Er wordt beweerd dat boeren enorm vervuilend bezig zijn en dat er enorme uitstoten van fosfaten, nitraten CO2 en wat al niet meer zijn. Het is voor zover ik weet de enige beroepsgroep die de volledige mineralenkringloop met eventuele verliezen en uitstoten van een bedrijf weergeeft. Ook ik laat ieder jaar mijn kringloop in kaart brengen. Hiervoor worden monsters genomen van het voer, de grond, de mest en wat al niet meer. En dat kost een paar centen..... En met ieder nieuw wetje en regeltje wordt er weer meer van ons gevraagd.
Vandaag probeer ik uitleg te geven aan jullie wat nu toch die kringloopwijzer inhoud. Ik heb hier de site van mijn veevoerleverancier geraadpleegd. Ik hoop dat het een beetje te begrijpen is.
Vanaf 1 januari 2015 zijn melkveebedrijven verplicht met de KringloopWijzer te werken. Deze verplichting geldt voor alle melkveehouders. Met deze gezamenlijke afspraak zet de melkveehouderijsector zich in om de mineralenefficiƫntie te verbeteren en zo aan de vastgestelde milieuvoorwaarden te voldoen.
De Kringloopwijzer is een instrument wat de mineralenkringloop van stikstof en fosfaat op een bedrijf in kaart brengt. De gemiddelde waarden van het model worden vervangen door de waarden van de productie en het rantsoen van het betreffende bedrijf waardoor het een bedrijfsspecifieke berekening wordt.Vervolgens kunt u beter sturen op de benutting van mineralen en besparen op ruwvoeraankoop, kunstmestaankoop en/of mestafvoer.Wat is de Kringloopwijzer?
De Kringloopwijzer is niet meer, maar ook niet minder, dan een instrument wat de mineralenkringloop van stikstof (N) en fosfaat (P2O5) op een bedrijf in kaart brengt. Daarbij worden de gemiddelde waarden vervangen door de waarden van het specifieke bedrijf. Er wordt dus niet meer met een gemiddelde melkproductie gerekend, maar met de specifieke productie van het bedrijf. En met de specifieke waarden van het rantsoen.

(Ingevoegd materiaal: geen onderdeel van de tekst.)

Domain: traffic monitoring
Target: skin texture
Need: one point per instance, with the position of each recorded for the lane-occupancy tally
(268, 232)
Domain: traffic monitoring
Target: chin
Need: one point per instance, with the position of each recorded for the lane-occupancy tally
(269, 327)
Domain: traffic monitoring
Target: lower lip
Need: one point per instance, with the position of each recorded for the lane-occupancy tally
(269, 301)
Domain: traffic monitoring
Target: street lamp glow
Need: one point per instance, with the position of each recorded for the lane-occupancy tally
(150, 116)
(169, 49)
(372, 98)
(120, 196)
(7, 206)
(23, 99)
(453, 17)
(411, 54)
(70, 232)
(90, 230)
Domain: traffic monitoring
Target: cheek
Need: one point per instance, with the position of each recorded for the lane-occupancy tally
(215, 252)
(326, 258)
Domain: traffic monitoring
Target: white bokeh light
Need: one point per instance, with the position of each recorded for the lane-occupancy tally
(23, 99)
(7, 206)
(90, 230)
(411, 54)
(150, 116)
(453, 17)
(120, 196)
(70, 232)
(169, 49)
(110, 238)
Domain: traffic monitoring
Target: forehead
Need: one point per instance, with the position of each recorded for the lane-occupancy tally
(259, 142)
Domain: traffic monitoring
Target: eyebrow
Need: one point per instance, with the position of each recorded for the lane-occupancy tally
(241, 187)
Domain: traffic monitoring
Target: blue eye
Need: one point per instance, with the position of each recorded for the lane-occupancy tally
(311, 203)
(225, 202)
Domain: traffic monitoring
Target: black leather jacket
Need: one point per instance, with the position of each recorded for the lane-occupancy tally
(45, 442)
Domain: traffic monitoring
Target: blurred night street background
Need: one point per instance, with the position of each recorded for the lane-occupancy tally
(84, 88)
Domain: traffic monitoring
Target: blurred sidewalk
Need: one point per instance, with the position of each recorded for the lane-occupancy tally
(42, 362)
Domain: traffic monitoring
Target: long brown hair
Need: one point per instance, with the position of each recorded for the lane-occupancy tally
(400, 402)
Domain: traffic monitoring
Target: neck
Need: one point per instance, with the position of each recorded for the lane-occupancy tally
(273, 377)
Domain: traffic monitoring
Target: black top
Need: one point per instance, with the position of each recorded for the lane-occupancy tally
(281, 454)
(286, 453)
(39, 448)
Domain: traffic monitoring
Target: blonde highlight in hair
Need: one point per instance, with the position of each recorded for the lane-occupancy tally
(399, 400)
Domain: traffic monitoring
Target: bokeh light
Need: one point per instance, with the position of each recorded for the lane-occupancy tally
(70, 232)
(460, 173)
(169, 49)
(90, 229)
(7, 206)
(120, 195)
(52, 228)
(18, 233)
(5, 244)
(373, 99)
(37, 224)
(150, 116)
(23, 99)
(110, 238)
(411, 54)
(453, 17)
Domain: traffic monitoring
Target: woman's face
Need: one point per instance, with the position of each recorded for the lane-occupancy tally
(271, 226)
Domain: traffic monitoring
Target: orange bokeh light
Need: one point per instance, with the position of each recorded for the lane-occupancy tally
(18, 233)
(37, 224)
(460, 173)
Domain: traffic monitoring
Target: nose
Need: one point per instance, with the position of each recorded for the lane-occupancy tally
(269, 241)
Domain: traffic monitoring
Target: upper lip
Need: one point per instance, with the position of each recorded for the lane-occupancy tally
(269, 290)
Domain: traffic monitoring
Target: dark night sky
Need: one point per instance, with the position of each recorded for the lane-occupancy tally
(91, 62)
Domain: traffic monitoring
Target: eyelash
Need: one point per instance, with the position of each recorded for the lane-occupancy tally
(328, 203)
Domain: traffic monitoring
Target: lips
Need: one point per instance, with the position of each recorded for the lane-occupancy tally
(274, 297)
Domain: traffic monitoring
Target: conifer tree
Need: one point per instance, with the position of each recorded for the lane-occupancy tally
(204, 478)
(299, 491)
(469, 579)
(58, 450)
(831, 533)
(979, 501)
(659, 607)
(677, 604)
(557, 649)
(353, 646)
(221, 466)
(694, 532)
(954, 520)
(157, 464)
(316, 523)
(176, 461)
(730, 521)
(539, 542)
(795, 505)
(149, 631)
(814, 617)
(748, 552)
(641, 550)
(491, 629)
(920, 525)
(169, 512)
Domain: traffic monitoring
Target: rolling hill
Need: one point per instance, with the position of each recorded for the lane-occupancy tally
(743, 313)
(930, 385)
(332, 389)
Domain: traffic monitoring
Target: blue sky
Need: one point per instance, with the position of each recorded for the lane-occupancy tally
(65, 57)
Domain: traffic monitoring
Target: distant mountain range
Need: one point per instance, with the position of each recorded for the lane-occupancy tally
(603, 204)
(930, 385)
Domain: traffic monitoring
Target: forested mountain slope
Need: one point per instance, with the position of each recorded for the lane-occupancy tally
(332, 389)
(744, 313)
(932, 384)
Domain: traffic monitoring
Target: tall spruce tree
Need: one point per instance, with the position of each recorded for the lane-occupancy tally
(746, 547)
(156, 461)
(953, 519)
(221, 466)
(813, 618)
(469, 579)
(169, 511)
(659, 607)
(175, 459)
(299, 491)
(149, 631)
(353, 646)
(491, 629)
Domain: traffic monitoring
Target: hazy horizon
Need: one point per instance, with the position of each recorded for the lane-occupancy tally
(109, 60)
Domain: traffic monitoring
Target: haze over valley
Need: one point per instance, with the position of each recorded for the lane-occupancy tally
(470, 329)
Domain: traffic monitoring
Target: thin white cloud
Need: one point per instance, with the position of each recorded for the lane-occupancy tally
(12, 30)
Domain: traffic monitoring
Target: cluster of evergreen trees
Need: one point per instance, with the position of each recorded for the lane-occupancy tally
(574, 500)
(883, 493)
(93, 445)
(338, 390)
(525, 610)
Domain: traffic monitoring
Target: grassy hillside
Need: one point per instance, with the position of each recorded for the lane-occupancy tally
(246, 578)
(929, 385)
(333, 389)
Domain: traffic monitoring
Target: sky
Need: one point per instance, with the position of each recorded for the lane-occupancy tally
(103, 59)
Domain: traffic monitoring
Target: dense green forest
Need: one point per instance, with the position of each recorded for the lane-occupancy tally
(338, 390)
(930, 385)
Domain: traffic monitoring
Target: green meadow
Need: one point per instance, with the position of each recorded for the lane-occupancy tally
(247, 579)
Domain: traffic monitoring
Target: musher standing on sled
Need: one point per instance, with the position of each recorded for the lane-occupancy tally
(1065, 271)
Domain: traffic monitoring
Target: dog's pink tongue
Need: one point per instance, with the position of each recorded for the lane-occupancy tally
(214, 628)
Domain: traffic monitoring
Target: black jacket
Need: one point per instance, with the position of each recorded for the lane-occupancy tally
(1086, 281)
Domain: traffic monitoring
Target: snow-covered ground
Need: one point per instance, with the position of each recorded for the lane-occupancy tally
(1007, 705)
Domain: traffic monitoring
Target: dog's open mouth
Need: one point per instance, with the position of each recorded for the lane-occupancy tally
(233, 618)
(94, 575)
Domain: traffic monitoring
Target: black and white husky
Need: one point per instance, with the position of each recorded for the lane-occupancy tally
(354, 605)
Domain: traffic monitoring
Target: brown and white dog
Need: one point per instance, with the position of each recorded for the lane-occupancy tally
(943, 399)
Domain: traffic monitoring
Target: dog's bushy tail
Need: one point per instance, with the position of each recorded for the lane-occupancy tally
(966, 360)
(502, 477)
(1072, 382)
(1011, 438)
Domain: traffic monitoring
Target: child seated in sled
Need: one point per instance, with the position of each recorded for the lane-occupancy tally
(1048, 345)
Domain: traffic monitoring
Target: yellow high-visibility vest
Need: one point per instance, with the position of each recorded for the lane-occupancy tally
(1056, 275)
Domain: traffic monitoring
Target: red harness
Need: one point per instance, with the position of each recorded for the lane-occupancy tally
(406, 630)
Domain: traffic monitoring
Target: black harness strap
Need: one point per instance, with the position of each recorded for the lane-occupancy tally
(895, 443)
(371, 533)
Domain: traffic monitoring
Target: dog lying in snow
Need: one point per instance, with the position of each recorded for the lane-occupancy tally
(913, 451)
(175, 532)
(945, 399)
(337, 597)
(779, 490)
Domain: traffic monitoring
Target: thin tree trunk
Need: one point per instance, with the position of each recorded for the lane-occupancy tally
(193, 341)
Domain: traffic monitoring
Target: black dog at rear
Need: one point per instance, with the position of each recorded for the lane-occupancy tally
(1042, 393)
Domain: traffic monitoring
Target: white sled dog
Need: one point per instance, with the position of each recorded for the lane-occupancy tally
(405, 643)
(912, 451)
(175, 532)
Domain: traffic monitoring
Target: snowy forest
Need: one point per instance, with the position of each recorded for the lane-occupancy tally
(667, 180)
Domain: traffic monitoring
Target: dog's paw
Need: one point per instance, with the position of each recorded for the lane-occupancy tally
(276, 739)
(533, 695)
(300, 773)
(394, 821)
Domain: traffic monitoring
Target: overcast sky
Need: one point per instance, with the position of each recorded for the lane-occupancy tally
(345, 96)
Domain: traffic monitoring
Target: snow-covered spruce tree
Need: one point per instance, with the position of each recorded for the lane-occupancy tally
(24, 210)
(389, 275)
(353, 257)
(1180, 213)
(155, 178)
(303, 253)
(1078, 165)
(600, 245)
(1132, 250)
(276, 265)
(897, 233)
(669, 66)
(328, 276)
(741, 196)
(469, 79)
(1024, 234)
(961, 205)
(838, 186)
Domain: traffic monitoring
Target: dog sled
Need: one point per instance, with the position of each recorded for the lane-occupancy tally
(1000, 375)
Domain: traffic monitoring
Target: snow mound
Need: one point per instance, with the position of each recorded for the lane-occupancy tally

Kortom, een bedrijfsspecifieke berekening. Dat biedt mogelijkheden om verbeterpunten te benutten en goede punten te verzilveren. Het uitgangspunt is daarbij de Bedrijfsspecifieke Excretie (BEX). Vanuit de BEX wordt herleid wat de voerproductie van de grond is geweest. Daarmee kan berekend worden hoeveel N en P2O5 de bodem heeft geleverd en dus aan onttrokken is. Vanuit de BEX is bekend hoeveel mineralen er in mest geproduceerd worden. Door rekening te houden met afvoer en voorraden, kan ook berekend worden hoeveel er aan de bodem gegeven wordt. Daarmee is dus aan de ene kant bekend hoeveel er op de grond komt en aan de andere kant hoeveel er van de grond wordt afgehaald. Daarmee is de cirkel rond. Wanneer daartussen een gat ontstaat is er een verliespost van mineralen naar de bodem. Dit kan worden vastgelegd in de bodem of uitspoelen naar het grondwater. Het tegenovergestelde kan zijn dat er meer onttrokken wordt aan de bodem dan dat er aan mest op gebracht wordt. Dat is een verarming van de bodem. Beide geen duurzame oplossingen en niet wenselijk. Wanneer er over langere tijd (3 jaar) bekend is wat deze getallen zijn, dan kan voor een willekeurig bedrijf berekend worden wat de bedrijfsspecifieke fosfaatonttrekking is. Dit wordt genoemd BEP, BedrijfsExcretie fosfaat (P).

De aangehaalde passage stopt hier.